Pour l’assurance auto, l’écart est toutefois considérable: seulement 5 % des Canadiens, contre 28 % des Américains, avaient magasiné leur police sur Internet. « Je sais, le marché ici est différent. Je vous parie que nous nous rapprocherons de ce pourcentage d’ici deux ans », dit-il.

En assurance, les canaux de magasinage sont empruntés de manière très différente selon le groupe d’âge. Déjà en novembre 2015 dans une enquête menée en Amérique du Nord, Nielsen constatait que la génération des « millennials » (21-38 ans) utilisait moins les services directs d’un agent d’assurance (41 %) que la génération X (44 %), les boumeurs (53 %) et les plus de 70 ans (60 %). La proportion des acheteurs d’assurance qui utilisent le téléphone pour souscrire une police est sensiblement la même (entre 20 et 24 %) d’une génération à l’autre. Mais les plus jeunes consommateurs (35 % chez les 21-38 ans) sont bien plus nombreux à se procurer leur assurance en ligne. On voit même émerger une nouvelle tendance, soit d’utiliser l’application mobile d’un assureur pour souscrire une police.

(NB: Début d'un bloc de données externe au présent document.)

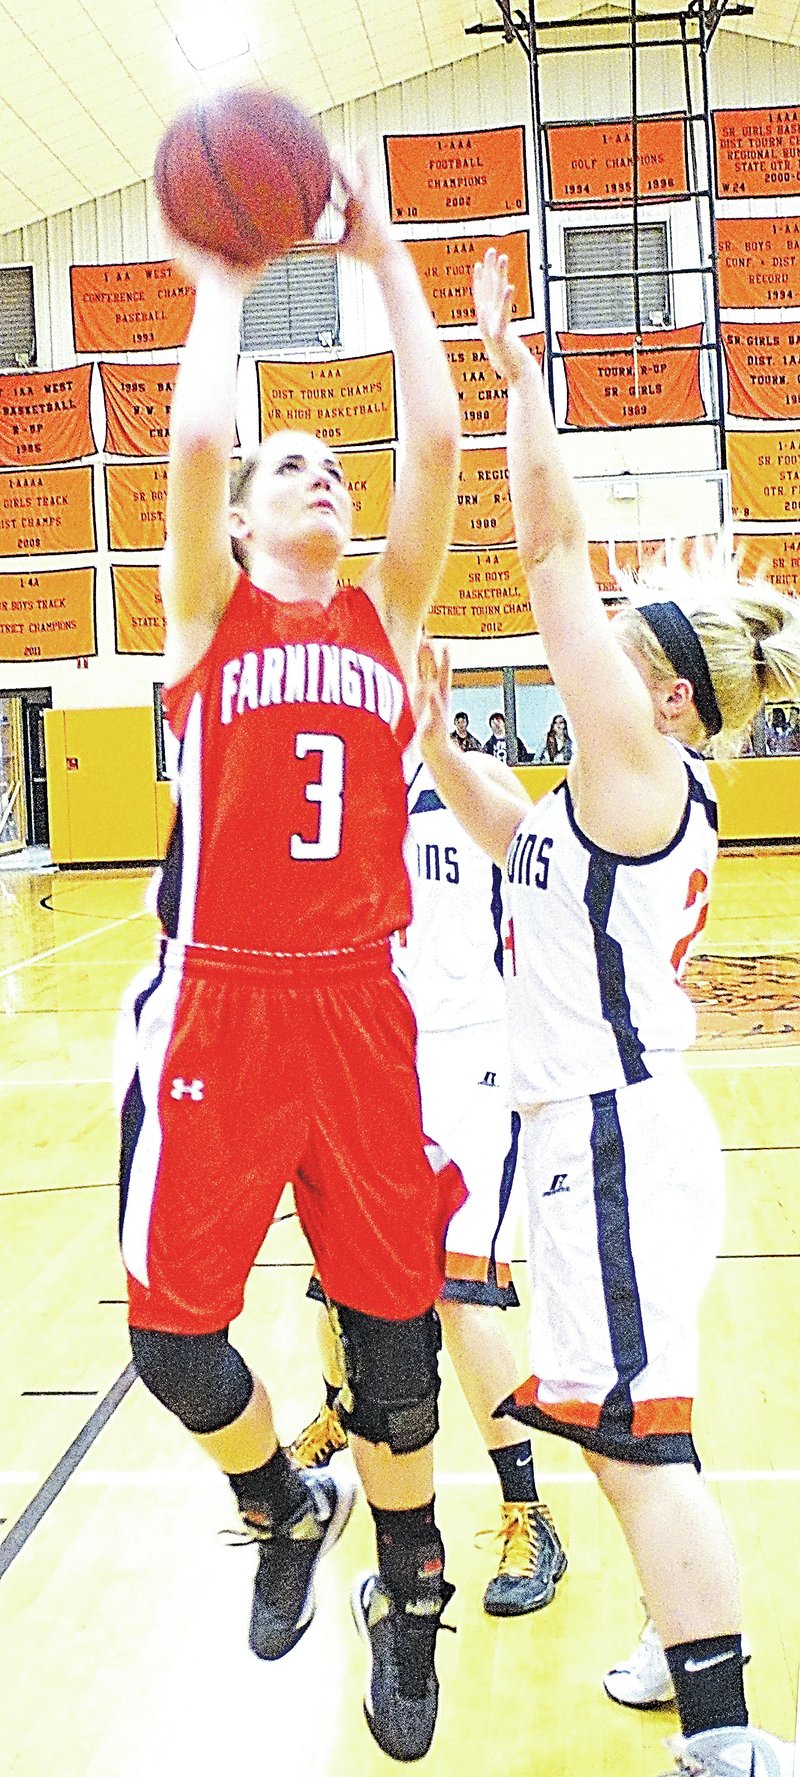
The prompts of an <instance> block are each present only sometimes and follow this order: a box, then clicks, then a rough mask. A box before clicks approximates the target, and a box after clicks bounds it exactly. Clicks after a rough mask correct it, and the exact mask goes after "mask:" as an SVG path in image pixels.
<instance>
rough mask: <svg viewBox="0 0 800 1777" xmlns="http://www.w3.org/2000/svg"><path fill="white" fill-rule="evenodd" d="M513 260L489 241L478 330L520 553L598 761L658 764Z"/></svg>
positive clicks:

Toujours selon l’enquête du CEFRIO, on note aussi une progression constante du nombre d’adultes québécois qui ont fait une demande de soumission d’assurance en ligne au cours du mois précédent : 3 % en 2012, 5 % en 2013, 7 % en 2014, 10 % en 2015.

Le client qui décide

Pour l’assurance, les besoins du client sont les mêmes que pour l’achat de chaussures, lance M. Nantel en souriant. « Il y aura toujours un moment où le consommateur désire parler à une vraie personne. Nous y sommes tous condamnés », dit-il.

L’expérience avec le fournisseur demeure encore déterminante en assurance et dans les services financiers. Les consommateurs veulent des conseils au moment le plus approprié pour eux, pas quand le fournisseur le décide. « À toutes les étapes, vous devez être pertinents. »

Lorsqu’il a fondé la Chaire en commerce électronique, l’un de ses premiers mandats provenait de l’assureur bélairdirect. Il y a 15 ans, en remplissant le formulaire en ligne, au moment d’envoyer leur demande de soumission, la majorité des gens préféraient parler à un agent. L’agent n’avait plus accès aux renseignements utiles que le consommateur venait de saisir dans le formulaire. Aujourd’hui, ce problème est réglé.